A Dictionary of the Khazars is no ordinary dictionary. It is a surrealistic novel that engages in an interfaith dialogue over the fate of a mysterious race of people who inhabited the lands between the Caspian and the Black Sea. The Khazars as they were named were nomadic and warrior like people who had an ancient cult of interpretation of the dreams. Their empire vanished from the face of history almost as soon as they converted to one of the three Abrahamic religions [most historians now say, they converted to Judaism].
I bought the book out of curiousity [my other choices were one by Eco and another by Böll] and on my last trip to Iran found it a very well read despite the unconventional narrative style (a dictionary no less).

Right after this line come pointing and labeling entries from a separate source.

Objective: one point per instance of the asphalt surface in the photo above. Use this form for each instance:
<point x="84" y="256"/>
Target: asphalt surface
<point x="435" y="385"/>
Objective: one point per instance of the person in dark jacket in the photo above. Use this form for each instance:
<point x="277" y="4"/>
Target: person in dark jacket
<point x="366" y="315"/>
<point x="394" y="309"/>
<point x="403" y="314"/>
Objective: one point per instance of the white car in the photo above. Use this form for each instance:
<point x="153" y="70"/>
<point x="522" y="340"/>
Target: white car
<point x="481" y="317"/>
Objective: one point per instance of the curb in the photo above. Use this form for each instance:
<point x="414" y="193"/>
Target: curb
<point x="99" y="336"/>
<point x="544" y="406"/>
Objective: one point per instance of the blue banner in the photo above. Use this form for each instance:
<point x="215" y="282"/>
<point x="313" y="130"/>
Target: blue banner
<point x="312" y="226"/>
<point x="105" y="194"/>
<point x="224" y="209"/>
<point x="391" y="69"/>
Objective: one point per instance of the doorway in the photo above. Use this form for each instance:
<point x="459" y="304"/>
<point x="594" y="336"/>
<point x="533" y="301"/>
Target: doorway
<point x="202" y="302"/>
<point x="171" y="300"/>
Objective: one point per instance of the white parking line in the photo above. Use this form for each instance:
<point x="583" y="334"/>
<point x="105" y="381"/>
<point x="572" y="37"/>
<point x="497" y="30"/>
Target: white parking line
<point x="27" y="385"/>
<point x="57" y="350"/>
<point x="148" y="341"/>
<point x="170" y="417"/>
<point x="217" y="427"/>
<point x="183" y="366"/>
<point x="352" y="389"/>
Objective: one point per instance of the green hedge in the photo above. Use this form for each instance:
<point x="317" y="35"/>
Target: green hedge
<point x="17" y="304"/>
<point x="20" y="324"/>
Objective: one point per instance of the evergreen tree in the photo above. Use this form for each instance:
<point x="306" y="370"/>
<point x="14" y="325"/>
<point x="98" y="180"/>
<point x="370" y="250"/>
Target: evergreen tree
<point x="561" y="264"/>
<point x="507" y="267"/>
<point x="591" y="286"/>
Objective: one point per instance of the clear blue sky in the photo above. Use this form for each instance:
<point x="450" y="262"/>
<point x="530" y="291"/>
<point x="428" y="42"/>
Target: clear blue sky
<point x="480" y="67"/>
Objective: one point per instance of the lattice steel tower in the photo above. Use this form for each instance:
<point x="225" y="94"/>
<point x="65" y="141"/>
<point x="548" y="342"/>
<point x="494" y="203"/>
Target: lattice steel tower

The author, Milorad Pavic, is famous in Serbia for his poetry which actually makes the imageries of the book very striking through its pages. The literary style of the book is that of magical realism best exemplified by authors such as Marquez or even Kundera, but is a bit more difficult to follow because of its post-modern inclinations.
To be complete in its relativistic and pluralistic intentions, the book comes in two editions, a male and a female that differ only in one paragraph and a very crucial one. Besides the book itself is divided into three parts: Muslim, Christian and Judaist and comes with a unifying chapter that combines all three in the modern world.
I have to add that overall I didn't find this book to be very deep and moving (like most of post-modern art pieces) but it definitely contains sentences and paragraphs that after reading them, you will have to put down the book and contemplate for some time on their meaning.